HOW I WRITE
There are only three things I consider essential when I write – courage, kindness, and making peace with uncertainty. Actually, making friends with it. I need the courage to stand up for what I believe and to say what I have to say, regardless of consequences. I need to be kind to my audience by expressing myself as clearly as I can, so that they are able to follow my ideas with ease.
I also have to be kind to myself and not edit as I write. My creativity can only flourish in the atmosphere of kindness and support, so it’s crucial to give myself both kindness and support during the creative process. I can always edit my writing later. And finally, I need to cultivate the ability to accept uncertainty because it’s at the very core of the writing process; there’s just no way around that.
For me, writing is far from being linear. I love starting from the centre by writing about any point that has fire in it, the point I feel strongly about, and spiraling out to less important ideas. Whatever evokes a passionate response in my gut – positive or negative – is a powerful place to start from, so I capture it first in very simple words, phrases, sentences, or bullet points. Once I get my main point down on paper, I like freewriting on the topic without any concern for the form yet. This involves freewriting through any questions I ask about the topic, things I’m curious about and would love to learn about from literature, some concerns I might have, or paradoxes and contradictions I anticipate.
Then I select a few central concepts from the freewriting piece and start drawing (literally, pen on paper) relationships among them because I find a big part of writing is about identifying and articulating connections. I might end up with a couple of lines or with a complete mind-map for the paper at hand. When I’m ready to tackle my first draft, I always start by writing down the same seven words, “The purpose of this piece is...” Writing this down forces me to look for my precise goal. Am I trying to describe something? To convince someone? To compare? Redefine? Articulate? Undermine? Establish? Contextualize? This sentence doesn't have to go into the final draft, but it helps me focus my efforts by determining what it is that I’m trying to do. After all, if I’m not clear about my purpose, how can I expect my reader to be?
THE INVISIBLE STAGE
One of the biggest oversights I’ve made as a writer is to go directly from reading to writing. I have discovered that an incredibly rich and potent stage is hiding in between. I think of it as invisible as it doesn’t make it into the final draft, but being invisible doesn’t make it less powerful. On the contrary. This is the stage where I carefully collect my responses to the reading, my first spontaneous gut responses and reactions to the new ideas I’ve just been exposed to. I ask questions of the text and its author, be it an article, a painting, or a film I’m responding to.
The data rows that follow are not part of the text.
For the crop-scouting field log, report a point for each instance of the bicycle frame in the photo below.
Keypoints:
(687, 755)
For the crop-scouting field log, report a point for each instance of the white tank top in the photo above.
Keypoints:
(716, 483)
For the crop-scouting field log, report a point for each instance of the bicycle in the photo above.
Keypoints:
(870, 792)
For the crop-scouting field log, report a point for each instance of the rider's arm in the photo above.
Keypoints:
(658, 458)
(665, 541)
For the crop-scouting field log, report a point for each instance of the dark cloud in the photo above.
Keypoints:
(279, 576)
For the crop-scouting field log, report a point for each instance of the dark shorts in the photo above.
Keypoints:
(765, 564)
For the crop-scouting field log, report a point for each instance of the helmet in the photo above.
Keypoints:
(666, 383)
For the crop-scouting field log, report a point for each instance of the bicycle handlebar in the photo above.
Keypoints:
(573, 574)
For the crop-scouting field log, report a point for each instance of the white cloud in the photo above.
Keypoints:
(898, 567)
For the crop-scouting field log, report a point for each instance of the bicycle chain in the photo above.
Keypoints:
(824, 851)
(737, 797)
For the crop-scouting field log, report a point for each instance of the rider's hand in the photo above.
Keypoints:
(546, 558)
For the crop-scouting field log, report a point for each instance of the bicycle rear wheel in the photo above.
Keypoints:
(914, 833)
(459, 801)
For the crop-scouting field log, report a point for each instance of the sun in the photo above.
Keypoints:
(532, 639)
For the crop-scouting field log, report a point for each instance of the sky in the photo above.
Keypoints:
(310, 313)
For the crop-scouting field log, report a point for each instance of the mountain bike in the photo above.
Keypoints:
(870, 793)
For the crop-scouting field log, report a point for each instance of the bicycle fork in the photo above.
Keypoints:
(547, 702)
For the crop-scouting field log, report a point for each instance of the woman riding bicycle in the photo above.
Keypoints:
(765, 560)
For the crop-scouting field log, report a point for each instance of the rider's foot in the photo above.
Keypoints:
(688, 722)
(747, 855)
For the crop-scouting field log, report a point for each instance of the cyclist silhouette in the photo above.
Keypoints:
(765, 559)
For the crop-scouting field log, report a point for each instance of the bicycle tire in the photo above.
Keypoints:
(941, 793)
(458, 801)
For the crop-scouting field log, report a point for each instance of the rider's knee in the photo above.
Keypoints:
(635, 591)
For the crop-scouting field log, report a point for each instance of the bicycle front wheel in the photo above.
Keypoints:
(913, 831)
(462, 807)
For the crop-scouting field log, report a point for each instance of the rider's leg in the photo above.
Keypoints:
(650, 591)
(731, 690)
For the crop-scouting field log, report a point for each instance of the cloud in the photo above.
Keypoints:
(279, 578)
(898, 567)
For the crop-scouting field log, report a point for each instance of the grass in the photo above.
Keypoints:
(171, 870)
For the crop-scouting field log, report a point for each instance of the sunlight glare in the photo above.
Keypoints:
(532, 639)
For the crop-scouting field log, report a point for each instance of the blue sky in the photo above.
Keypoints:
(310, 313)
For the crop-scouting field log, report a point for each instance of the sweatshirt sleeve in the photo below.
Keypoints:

This stage is for noticing my thoughts and gut reactions. I write down everything I notice about the text, including the argument, the language and the approach. I notice how I feel and react first and substantiate my thoughts and reactions later by looking for textual evidence. It’s a very relaxed and carefree stage that involves no self-criticism or editing.
THE MESSY STAGE
In the beginning, I am usually inspired. Towards the end, I’m feeling the joy of completion, but I find that the middle of the writing process is a messy stage. All you do there is go in circles and get frustrated by the inability to articulate exactly what you want to say. Stay with it. It’s necessary. The only things required at this stage are patience and faith. If you know your writing process well, then you probably know that it’s the darkest before the dawn. If you are feeling that you cannot stand another minute of this, the breakthrough is just around the corner. Take a short break if you need to, but have faith that you are onto something and work through it.
THE NEVER-ENDING STAGE
You guessed it. Revisions. For me, there can never be too many revisions. I only stop revising when the deadline makes me. The beauty of this final stage is that now I get to focus on the writing craft itself. After making sure the argument has no holes in it, and the structure works, I focus on finding just the right words to convey precisely what I had in mind, and more importantly, I mercilessly eliminate unnecessary words, sentences, or better yet, unnecessary paragraphs. This way, the writing inevitably becomes more elegant and transparent, so that the reader can be touched by my ideas directly, without any unnecessary language obstructing the way.
THE MOST IMPORTANT PART
Perhaps, the most important part of writing for me is to discover and accept all parts of my own process, the pain and the joy of it, the messiness and the clarity, and trust that I will find my way through it and learn something new about myself along the way.